My apologies for this title that is likely vague, but I didn't find a better way to summarize my issue. So I'll start here with the global idea of my problem.
I have a simulation software that, given a vector of 3 parameters, creates in return a certain number of objects with different shape and sizes. The main idea is to see if, given an observation of so many objects with some statistics of their shape, I can recover the corresponding vector of parameters using Monte Carlo techniques. Because I have many objects, I average the shape statistics in smaller bins, of given object size. Here is a concrete example with a list of objects observed, where each object has a size and X_shape is the statistics derived from their shape.
+---------+---+---+----+-----+-----+-----+-----+------+
| Size | 1 | 2 | 10 | 500 | 13 | 56 | 80 | 123 |
+---------+---+---+----+-----+-----+-----+-----+------+
| X_shape | 5 | 3 | 5 | 69 | 1 | 2 | 11 | 4 |
+---------+---+---+----+-----+-----+-----+-----+------+
The binned statistics then looks like:
+-------------+----------------+------------------+--------------+
| | 1 < Size <= 10 | 10 < Size <= 100 | 100 < Size |
+-------------+----------------+------------------+--------------+
| X_shape_bin | 3 | 4 | 31 |
+-------------+----------------+------------------+--------------+
This is what I put in my likelihood, that assumes a Gaussian distribution:
$Log(L) =-\frac{1}{2} \sum_{i}^{\rm Nbins\ =\ 3} \frac{({\rm X\_shape\_bin_{data}} (i) - {\rm X\_shape\_bin_{model}} (i))^2}{\sigma(i)^2}$
where $ \rm X\_shape\_bin_{data}$ is the statistics I observed, and the $ \rm X\_shape\_bin_{model}$ the statistics from the models based on the parameter space sampled in the Monte Carlo sampler.

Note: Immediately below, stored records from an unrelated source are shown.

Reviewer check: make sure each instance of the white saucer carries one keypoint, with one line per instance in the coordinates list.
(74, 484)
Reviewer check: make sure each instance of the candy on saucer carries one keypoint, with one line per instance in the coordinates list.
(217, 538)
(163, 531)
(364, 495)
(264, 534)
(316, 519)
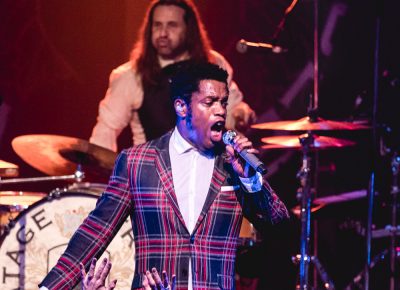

This works well when both the data have a measurement in each size bin, but it happens sometimes that the statistics extracted from a given model looks like this:
+-------------+----------------+------------------+--------------+
| | 1 < Size <= 10 | 10 < Size <= 100 | 100 < Size |
+-------------+----------------+------------------+--------------+
| X_shape_bin | - | - | 3 |
+-------------+----------------+------------------+--------------+
In that case, the Likelihood will only be computed based on the last bin, and therefore be artificially higher, while this model should actually be penalized because only a single bin has been included.
There is no way I can predict the missing data unfortunately, so I am looking for a way to penalize these cases.
I hope this is somehow clear, and hope you might know how to handle these cases.
Thanks in advance